Monday, Aug. 22, 1960
Marriage Revealed. Jack Dempsey, 65. former world's heavyweight boxing champion, now a restaurateur and business promoter; and Deanna Pietelli. 38, a Manhattan jewelry store operator; he for the fourth time, she for the second. The place: "In the East" 18 months ago, according to Dempsey, who explained, "It hasn't been any secret. My wife just didn't want any publicity, that's all."
Divorced. By Jean Simmons, 31, British-born cinemactress recently in Elmer Gantry: Stewart Granger, 47, British-born cinemactor; after almost ten years of marriage, one child; in Nogales, Ariz.
Died. Sara Delano ("Sally") Roosevelt, 13, daughter of F.D.R.'s only Republican son, Manhattan Investment Broker John; of an intracranial hemorrhage, after a horseback spill one day and a fall while hiking the next day at a girls' camp; near Utica, N.Y.

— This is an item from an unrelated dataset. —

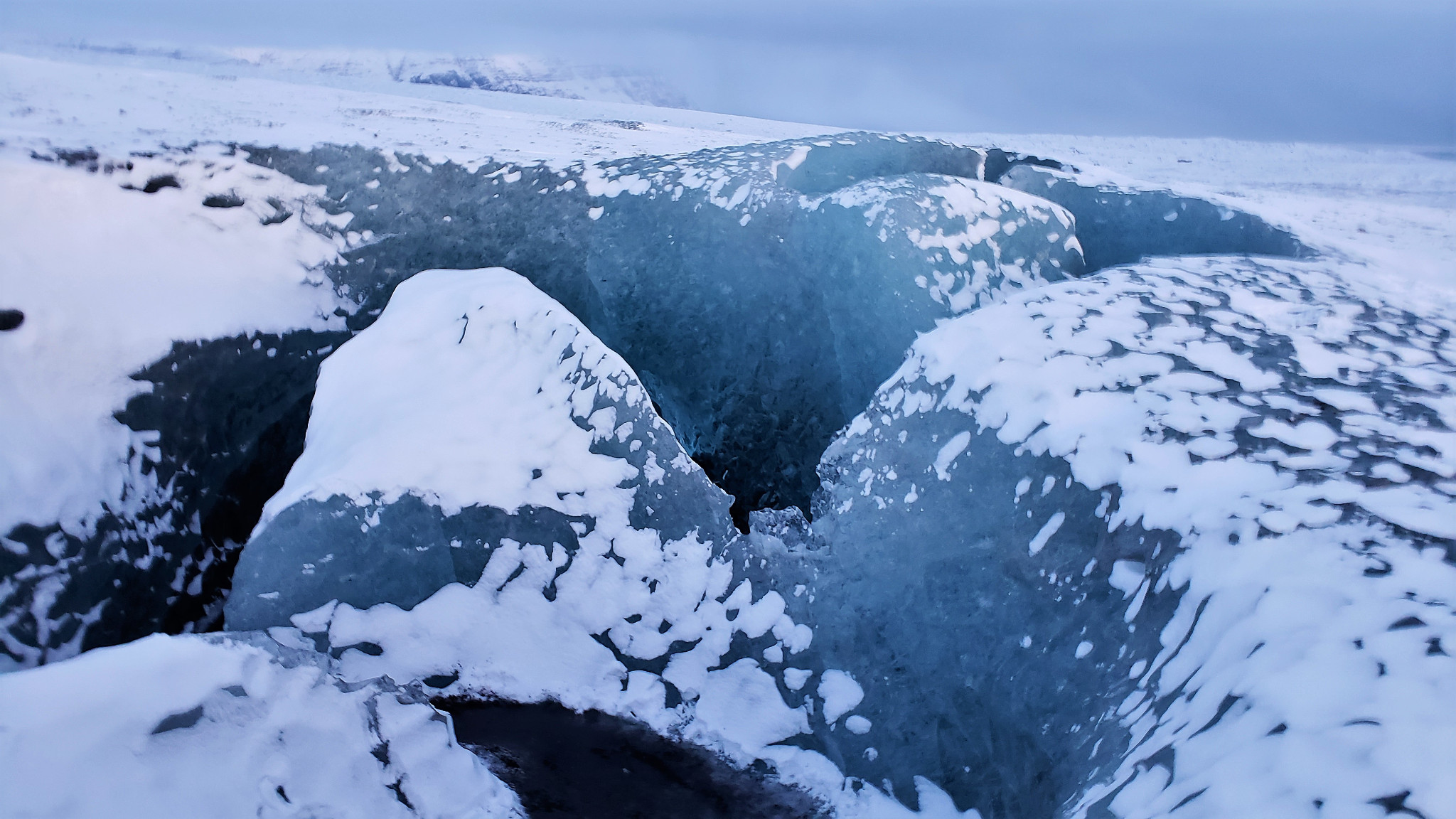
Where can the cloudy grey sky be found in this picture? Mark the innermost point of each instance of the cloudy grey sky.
(1321, 70)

Died. Salvatore Ferragamo, 62, style-setting Italian shoemaker for women and the originator of the wedge heel, platform sole and nylon "invisible shoe," an apprentice cobbler at the age of 9, who eventually came to employ 600 craftsmen in three factories (including a $175,000, 13th century palace in Florence) hand-producing 60,000 pairs of shoes annually for a well-heeled clientele including Queen Elizabeth II and Greta Garbo; of a heart attack; in Fiumetto, Italy.

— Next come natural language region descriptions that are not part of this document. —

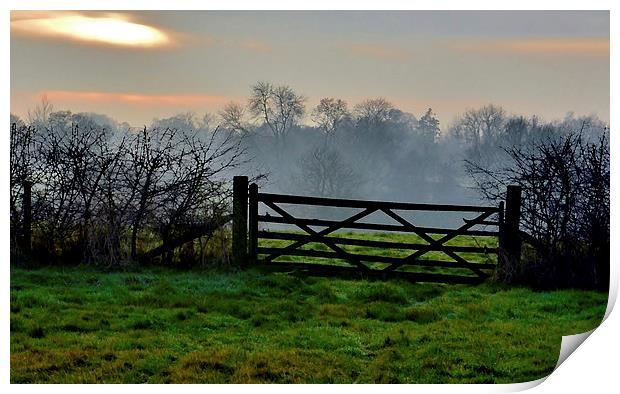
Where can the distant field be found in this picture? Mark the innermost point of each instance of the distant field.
(478, 241)
(77, 325)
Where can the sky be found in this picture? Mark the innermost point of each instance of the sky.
(137, 66)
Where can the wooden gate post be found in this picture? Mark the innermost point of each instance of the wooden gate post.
(27, 211)
(240, 218)
(253, 223)
(510, 239)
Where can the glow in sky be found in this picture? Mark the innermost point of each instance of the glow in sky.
(138, 65)
(113, 30)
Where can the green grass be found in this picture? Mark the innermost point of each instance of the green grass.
(78, 325)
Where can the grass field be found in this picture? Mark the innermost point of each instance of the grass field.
(478, 241)
(80, 324)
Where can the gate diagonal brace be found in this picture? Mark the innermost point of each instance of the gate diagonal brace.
(319, 236)
(437, 243)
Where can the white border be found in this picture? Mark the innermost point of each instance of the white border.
(594, 364)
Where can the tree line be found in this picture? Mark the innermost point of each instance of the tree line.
(95, 176)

Died. Laurence Frederick Whittemore, 66, homespun New England booster and industrialist, a onetime Boston & Maine carshop laborer who became president of the Federal Reserve Bank of Boston from 1946 to 1948, president of the New Haven Railroad for the next 15 months before taking over Brown Co., a New Hampshire paper producer whose profits he quadrupled to $4,400,000 within three years; of cancer; at Concord, N.H., six miles from his native Pembroke, which his ancestors founded 200 years ago and which he had served as moderator for 25 years.
Died. Major General (ret.) Norman Thomas Kirk, 72, Surgeon General of the Army from 1943 to 1947, a skilled orthopedist and administrator, whose 700,000 man World War II Medical Corps helped double the survival rate of battle casualties over World War I; following abdominal surgery; in Washington.
Died. Oswald Veblen, 80, leading U.S. geometrician and nephew of Economist Thorstein Veblen, member of the Princeton University faculty from 1905 until 1932, when he joined the new Institute for Advanced Study in Princeton, where he was instrumental in selecting the famed research center's original mathematics staff, which included Albert Einstein and John von Neumann; of a heart attack; in Brooklin, Me.